Divisi Astral

Naufal Abdillah
Chapter #44

Gelap

Lampu di koridor penjara tak berbeda jauh dengan tiap sel, menyala tapi tak terlalu cerah. Dinginnya jeruji dan tembok dikalahkan oleh jumlah penghuninya. Jam sembilan malam. Para napi masih ada yang mengobrol dan tertawa akrab, sebagian lain sudah tidur.

Seorang sipir muda berwajah lonjong dengan santai berjalan menyusuri koridor. Derap sepatunya menggema. Mulutnya mengunyah sisa makan malam. Dia enggan memeriksa tiap sel, tapi tetap melakukannya dalam bentuk formalitas.

Dari sel sebelah kiri sang sipir, muncul lengan kurus berkulit kumal. Wajah pemilik lengan itu juga menempel di antara jeruji. Sipir berhenti. Terjadilah kontak muka antara si pria muda dengan tahanan berambut lebat.

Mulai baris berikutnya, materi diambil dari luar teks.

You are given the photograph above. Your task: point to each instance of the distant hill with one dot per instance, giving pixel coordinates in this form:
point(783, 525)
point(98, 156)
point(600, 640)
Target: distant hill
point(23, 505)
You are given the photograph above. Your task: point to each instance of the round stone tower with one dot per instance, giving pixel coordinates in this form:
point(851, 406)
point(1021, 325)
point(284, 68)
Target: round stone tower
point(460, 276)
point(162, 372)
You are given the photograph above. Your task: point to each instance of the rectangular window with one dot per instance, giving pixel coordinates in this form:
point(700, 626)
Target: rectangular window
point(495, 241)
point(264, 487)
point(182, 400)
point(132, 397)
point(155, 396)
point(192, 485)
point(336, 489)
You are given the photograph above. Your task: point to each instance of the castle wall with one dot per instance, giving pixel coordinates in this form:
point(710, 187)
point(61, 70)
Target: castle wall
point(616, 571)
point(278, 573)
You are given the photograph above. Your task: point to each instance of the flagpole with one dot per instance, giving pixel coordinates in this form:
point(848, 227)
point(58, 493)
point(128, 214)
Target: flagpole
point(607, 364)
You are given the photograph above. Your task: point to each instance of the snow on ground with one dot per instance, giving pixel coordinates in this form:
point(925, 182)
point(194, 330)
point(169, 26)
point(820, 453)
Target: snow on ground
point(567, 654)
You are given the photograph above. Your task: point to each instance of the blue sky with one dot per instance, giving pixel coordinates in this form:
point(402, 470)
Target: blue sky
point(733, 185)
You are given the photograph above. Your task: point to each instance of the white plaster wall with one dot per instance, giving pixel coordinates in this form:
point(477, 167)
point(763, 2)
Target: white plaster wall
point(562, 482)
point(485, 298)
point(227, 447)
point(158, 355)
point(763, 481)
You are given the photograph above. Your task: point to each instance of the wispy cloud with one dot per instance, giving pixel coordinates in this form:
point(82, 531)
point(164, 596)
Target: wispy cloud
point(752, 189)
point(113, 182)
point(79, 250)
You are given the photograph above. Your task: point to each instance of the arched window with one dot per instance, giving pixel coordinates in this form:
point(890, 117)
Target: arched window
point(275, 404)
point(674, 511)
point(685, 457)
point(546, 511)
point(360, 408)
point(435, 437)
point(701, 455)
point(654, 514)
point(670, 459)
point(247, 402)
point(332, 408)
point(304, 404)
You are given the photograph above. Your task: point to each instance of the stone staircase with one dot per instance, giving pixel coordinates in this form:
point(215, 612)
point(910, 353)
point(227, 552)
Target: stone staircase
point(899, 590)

“Pak, mau jalan-jalan bentar, dong,” pinta si tahanan. “Sumpek, nih.”

Sipir menghela napas. “Gak ada! Diam aja kamu di situ! Sekarang sudah bukan waktunya keluar.”

Si tahanan bersungut. “Dih, tadi orang yang di sel sana boleh keluar, kok. Dijemput pula.”

Sang sipir mengernyit, menoleh mengikuti arah telunjuk si tahanan. Lalu sipir beranjak. Perasaannya mulai tidak beres kala melihat pintu sel yang ia datangi ternyata tidak rapat. Benar saja. Ruangan berlantai semen itu sudah kosong.

*** 

Jam sembilan pagi, ruangan Komandan tak terlalu meredam suara kesibukan di luar. Sa’diyah berdiri dalam posisi istirahat menghadap sang atasan. Percakapan terjadi. Sepanjang lima menit terakhir, keduanya hanya membahas detail kecil kasus penculikan.

Kemudian Komandan diam sejenak, lalu menatap Sa’diyah. “Ada satu hal yang harus kamu tahu tentang kasus ini .... Bukan. Lebih tepatnya tentang Alfi.”

Sa’diyah tidak menjawab. Ia hanya memberi tatapan bingung pada pria berwajah bulat di hadapannya.

Komandan mendehem. “Kasus ini cukup sensitif bagi Alfi karena anaknya meninggal dengan cara yang sama.”

Barulah Sa’diyah memberi reaksi dengan mata sedikit membelalak. “Maaf, Komandan. Meninggal?”

Percakapan pun berlangsung lebih panjang dengan dimulainya cerita Komandan.

Kejadiannya belum lama, tepatnya dua tahun lalu. Hari cerah momen Alfi mengajak keluarga kecilnya berwisata ke taman hiburan. Awalnya semua normal. Hingga ketika Alfi dipercaya menjaga putra mereka karena istrinya harus ke toilet, di situlah petaka bermula.

Singkat cerita, Alfi lengah, dan anak itu hilang hampir seminggu. Istri Alfi bersedih. Sedangkan Alfi sendiri berupaya keras melacak anaknya, bahkan harus minta izin pada Letnan Aziz untuk tidak ikut mengusut suatu kasus.

Sayangnya, kesedihan itu harus berakhir duka sangat dalam. Anak mereka ditemukan tak bernyawa dalam keadaan mengenaskan di sebuah rumah kosong sudut kota. Hati Alfi hancur. Tubuh putranya penuh sayatan, serta organ jantung dan paru-paru menghilang.

“Sejak saat itu, saya tidak pernah membahasnya lagi dengan Alfi, karena saya tahu itu luka yang sangat dalam untuk dia dan istrinya. Tapi entahlah. Sepertinya tragedi itu mempengaruhi pernikahan mereka.”